Led by Wayne Gretzky, the Oilers during the 1980s produced the five highest goal totals in NHL history. But they didn't start winning Cups until they learned to play defense. Fierce leadership by Mark Messier forged the swift and talented Oilers into a team that won five Stanley Cups in seven seasons.
Australian Davis Cup Team
Every good thing you associate with Australian tennis—modesty, discipline, camaraderie, beer—came from Harry Hopman. O.K., maybe not the beer. His players called him Captain Bligh (though never to his face). But every macho mate from Frank Sedgman to Lew Hoad to Rod Laver did what he was told. "Relax and hit for the lines," Hopman commanded. So they did—from '50 through '67, Hopman's teams won 15 Cups.
Since starting the Tar Heels' program in 1979, coach Anson Dorrance has reeled off a 442-17-11 record and won 15 national championships.

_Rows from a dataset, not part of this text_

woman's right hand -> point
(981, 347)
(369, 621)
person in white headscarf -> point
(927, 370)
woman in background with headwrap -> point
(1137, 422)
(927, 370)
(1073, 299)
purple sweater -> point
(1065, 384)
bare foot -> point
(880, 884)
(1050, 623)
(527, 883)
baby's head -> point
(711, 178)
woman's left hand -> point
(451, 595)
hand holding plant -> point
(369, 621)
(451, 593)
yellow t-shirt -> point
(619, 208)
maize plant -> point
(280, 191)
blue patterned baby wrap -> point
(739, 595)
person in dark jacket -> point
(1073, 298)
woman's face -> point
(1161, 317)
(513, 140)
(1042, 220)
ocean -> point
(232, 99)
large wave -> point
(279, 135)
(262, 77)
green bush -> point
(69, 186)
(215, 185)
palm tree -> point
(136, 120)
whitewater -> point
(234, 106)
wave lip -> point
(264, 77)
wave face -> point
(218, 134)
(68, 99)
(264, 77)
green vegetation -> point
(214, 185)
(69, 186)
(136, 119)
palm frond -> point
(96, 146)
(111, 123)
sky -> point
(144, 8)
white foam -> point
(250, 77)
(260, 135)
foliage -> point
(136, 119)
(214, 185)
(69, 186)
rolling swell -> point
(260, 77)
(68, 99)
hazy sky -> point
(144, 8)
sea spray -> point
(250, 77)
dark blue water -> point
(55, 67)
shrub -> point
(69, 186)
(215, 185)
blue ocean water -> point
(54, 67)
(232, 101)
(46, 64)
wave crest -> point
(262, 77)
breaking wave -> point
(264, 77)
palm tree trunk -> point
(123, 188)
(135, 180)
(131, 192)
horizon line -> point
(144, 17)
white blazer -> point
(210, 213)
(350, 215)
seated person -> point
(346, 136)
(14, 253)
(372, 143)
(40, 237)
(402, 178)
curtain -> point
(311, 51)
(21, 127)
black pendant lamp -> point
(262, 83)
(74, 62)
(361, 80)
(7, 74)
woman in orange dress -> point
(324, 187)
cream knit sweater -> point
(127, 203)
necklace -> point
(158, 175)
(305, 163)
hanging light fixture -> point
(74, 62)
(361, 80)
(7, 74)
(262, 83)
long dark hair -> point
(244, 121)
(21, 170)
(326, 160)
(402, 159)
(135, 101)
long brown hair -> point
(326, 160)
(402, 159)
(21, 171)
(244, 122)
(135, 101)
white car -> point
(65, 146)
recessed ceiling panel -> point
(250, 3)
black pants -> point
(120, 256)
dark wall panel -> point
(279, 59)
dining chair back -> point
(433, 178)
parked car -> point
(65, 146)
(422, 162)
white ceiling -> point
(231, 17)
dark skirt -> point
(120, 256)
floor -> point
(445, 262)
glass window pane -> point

And you thought North Carolina was basketball heaven? "This is a women's soccer school," Dean Smith once said. "We're just trying to keep up with them."
Sooners coach Bud Wilkinson liked to quote to his players bits of philosophy such as this nugget: "Perfection is finally attained not when there is no longer anything to add but when there is no longer anything to take away." Must have made sense to them—over five seasons Oklahoma won a record 47 straight games and back-to-back national titles. Since 1918 there have been three winning streaks longer than 30 games. Wilkinson had two between '48 and '57.
It started with Naftali Temu, who won the 1968 Olympic 10,000 meters. Since then Kenyan men have won nine Olympic gold medals and 13 world titles and set 24 world records at distances from 3,000 meters to 10,000 meters. They've won 14 straight world cross-country team titles, the past nine Boston Marathons and every Olympic steeplechase they've entered since '68.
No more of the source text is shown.